The best camping meals can be achieved via one of life's simple pleasures: cooking over a fire. Whether it’s toasting marshmallows or rustling up a hearty stew, campfire cooking is not only fun, it draws people together. With the right equipment you can cook just about anything on an open fire, but for those who like to keep it simple, here are three basic methods for preparing delicious camping meals.
Best camping meals: cooking on a stick
Pretty much anything you can get to stay on a stick can be cooked on one. Use a freshly cut stick for cooking over a campfire and remove the bark from the portion in contact with the food. Not only will you know what wood you are using, but the greenness will reduce the risk of it catching fire. Hazel and ash are excellent choices for cooking on, whereas yew, elder, holly, elm and rhododendron are all toxic – so avoid those!
Having a decent point to your stick and choosing one that's not too chunky is best when cooking both meat and fish. If you are worried about being able to cook it properly, opt for cubes of red meat such as steak, which is fine served a little rare. Fish are best cooked whole. Push the stick into its mouth and aim to get the whole fish skewered along the length. Once you get into it, it's much more satisfying than cooking on a camping stove.
Apples roasted on a stick are delicious. Push the end of a freshly cut stick firmly into an apple making sure the stick is robust enough to take the apple's weight. Roast over the embers of the fire turning regularly until the skin becomes loose. Allow to cool for a minute, peel off the skin before dipping into a mix of cinnamon and sugar.

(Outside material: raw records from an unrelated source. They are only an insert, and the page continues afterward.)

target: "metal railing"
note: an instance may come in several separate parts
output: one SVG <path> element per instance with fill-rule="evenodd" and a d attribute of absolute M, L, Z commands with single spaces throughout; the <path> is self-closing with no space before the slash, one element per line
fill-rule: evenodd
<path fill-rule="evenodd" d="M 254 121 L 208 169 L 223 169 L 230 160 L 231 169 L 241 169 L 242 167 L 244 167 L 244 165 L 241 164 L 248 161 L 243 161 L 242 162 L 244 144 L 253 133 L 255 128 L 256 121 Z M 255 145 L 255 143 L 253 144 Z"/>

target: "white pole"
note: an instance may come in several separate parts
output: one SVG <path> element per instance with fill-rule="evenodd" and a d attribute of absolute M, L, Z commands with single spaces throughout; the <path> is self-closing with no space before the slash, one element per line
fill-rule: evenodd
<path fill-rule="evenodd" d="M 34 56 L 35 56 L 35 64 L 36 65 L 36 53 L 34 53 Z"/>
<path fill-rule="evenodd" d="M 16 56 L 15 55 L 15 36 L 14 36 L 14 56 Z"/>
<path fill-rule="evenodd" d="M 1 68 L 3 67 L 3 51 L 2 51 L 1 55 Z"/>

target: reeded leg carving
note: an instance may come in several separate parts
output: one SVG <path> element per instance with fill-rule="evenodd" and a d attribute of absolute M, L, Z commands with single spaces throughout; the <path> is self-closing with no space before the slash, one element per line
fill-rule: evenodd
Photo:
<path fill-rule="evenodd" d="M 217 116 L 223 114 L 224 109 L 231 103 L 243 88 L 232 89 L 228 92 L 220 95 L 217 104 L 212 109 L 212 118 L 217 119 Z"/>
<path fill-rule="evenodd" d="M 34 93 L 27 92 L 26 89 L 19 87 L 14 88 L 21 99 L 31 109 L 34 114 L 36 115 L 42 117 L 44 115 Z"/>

Making bread on a stick couldn't be simpler. Measure out the dry ingredients into bags before you leave the house, then mix in the water when you are in camp and ready to cook. Roll the dough into a sausage shape about as thick as an adult thumb. Twist around the end of a freshly cut stick with the bark removed, leaving space between the coils for the bread to expand as it cooks. Cook over the embers of a fire, frequently turning until golden brown, and until it has a hollow sound when you tap it. Once baked, the bread should be easy to remove from the stick by twisting and pulling it off.
To make one portion of bread.
• 1/2 cup self-raising flour
• 1 tbsp dried milk
• 1 tsp sugar
• 1/4 cup water (approx.)
Optional extras include salt, herbs, cinnamon and dried fruit and nuts.
Marshmallows are the ultimate evening campfire treat. Try sandwiching toasted mallows between two chocolate digestives with the chocolate facing inwards to make S'more. If your preference is for savory suppers, toast mozzarella balls instead, before sandwiching them between two crackers.
Cooking in foil
Tin-foil packets are another great way to cook on a fire without the need for pots and pans. Prepare ahead of leaving for camp, and you have the ultimate ready meal to stick on the campfire when you arrive.
Prepare jacket potatoes by piercing with a fork, rub with olive oil and season, before wrapping in a double layer of foil. Bury the potatoes in hot embers at the edge of the fire and cook for around 45 minutes until soft.
While the spuds are cooking, butter or oil a double layer of heavy-duty aluminum foil, add your filling of choice and fold into a parcel, ensuring you seal the edges carefully. Sit the prepared packets on embers to cook, then cut open and eat straight from the foil. There are endless combinations of foil packet recipes to try: chicken, onions, peppers and mushrooms with fajita seasoning taste fantastic served with wraps, while sliced sausage, root vegetables and garlic are a favorite with kids.
One pot cooking
If you have space to carry a pan when camping, you open up even more options for camping meals. Stews, pasta and rice dishes all taste amazing cooked on an open fire.
Use your camping mug to pre-measure rice or pasta into a container, add stock powder and spices, and it's ready to throw straight into the pot when you set up camp. Add 2 cups of water for every one of rice or pasta, plus any fresh ingredients and simmer until the liquid has absorbed.
For the ultimate in campfire meals, you can't beat a campfire stew. Brown meat and onion in a pot, before adding carrots, potatoes and parsnips cut into chunks (there's no need to peel). Add a stock cube and water to cover and gently simmer over, or at the edge of a fire. Stew benefits from long, slow cooking so it will need a good couple of hours, but the result is well worth the effort.
Remember that food prepared on a campfire will be hot, so give everything a minute to cool before tucking in. Food should be cooked over the hot embers rather than flames, so your fire will need to burn for 45–60 minutes before it is ready for cooking.
Finally, never leave your campfire unattended and make sure it's out and the coals are cold before going home.